I haven't known Josh to be one to dodge accountability or deflect blame. I've known him to own his mistakes and to learn from them. I would be surprised to see him make excuses, either publicly or to himself. (If it does appear that some statement he makes sounds like an excuse, consider there may be other perspectives to what he was actually saying and that he might have meant it in that context, not as an excuse.)
I don't doubt you, but we know different "Sawyers". You know the person, I know the games and quotes that I come across. I was referring specifically to this quote from
Gamebanshee:
Some of the most fun in RPG's I've had lately have been from Spiderweb Software. They scratch that old-school itch for me, and they do it while constrained by an outdated, ugly graphic engine, because they are extremely tightly designed. They feel a lot like IE games, even though they're completely turn-based. And their mechanics don't look a damn thing like DnD and are better for it.
That's genuinely cool, but we didn't Kickstart a game called Fuck You: Suck My Dick: Josh Sawyer's Personal Dream RPG Experience where I do whatever I personally think is sound and neat and good. For better or worse, this was pitched as an IE-like game. It's great that you view the experiences as more abstract than the nuts and bolts, but no, people clearly do not trust me/us to make a good game that is significantly mechanically different. And I know from experience that sort of attitude can poison a player's entire reception of the game.
I have had the pleasure to work on a project where I just got to do whatever I wanted and that was pretty cool. I don't know how many people would have played that weird-ass game, but the publisher wasn't really concerned, so I went wild. Very few projects are like that. This project is not like that and I feel like we have never pitched it as though it were.

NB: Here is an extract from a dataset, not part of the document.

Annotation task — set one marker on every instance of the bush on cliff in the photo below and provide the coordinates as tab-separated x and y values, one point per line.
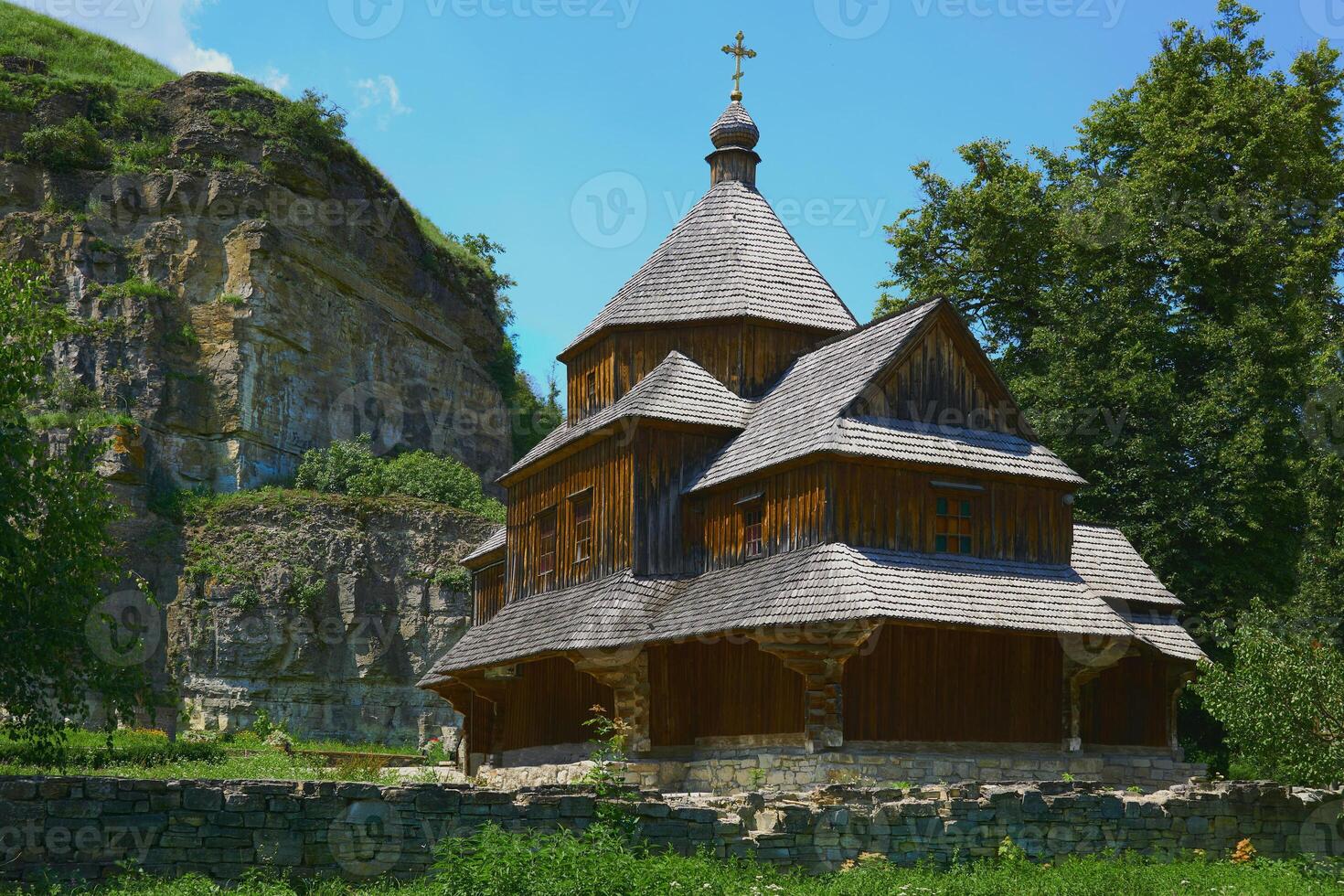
351	468
57	558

I think this is a cop out. As HiddenX quoted above, he's against core aspects of D&D - the game is very far from being D&D already - so saying "I'm doing what the fans want, not what I want" is silly. Just think of how many aspects of IE games were removed already: the entire D&D ruleset, multi-classing, utility spells (knock, invisibility), pre-buffing, stealing from shops, hard counters, equipment requirements, etc...
It comes out as disingenuous to change things so much and then say you're simply doing an IE-like game, not a "significantly mechanically different game". PoE looks similar, but IS very different mechanically, I think that's pretty clear to anyone who played it.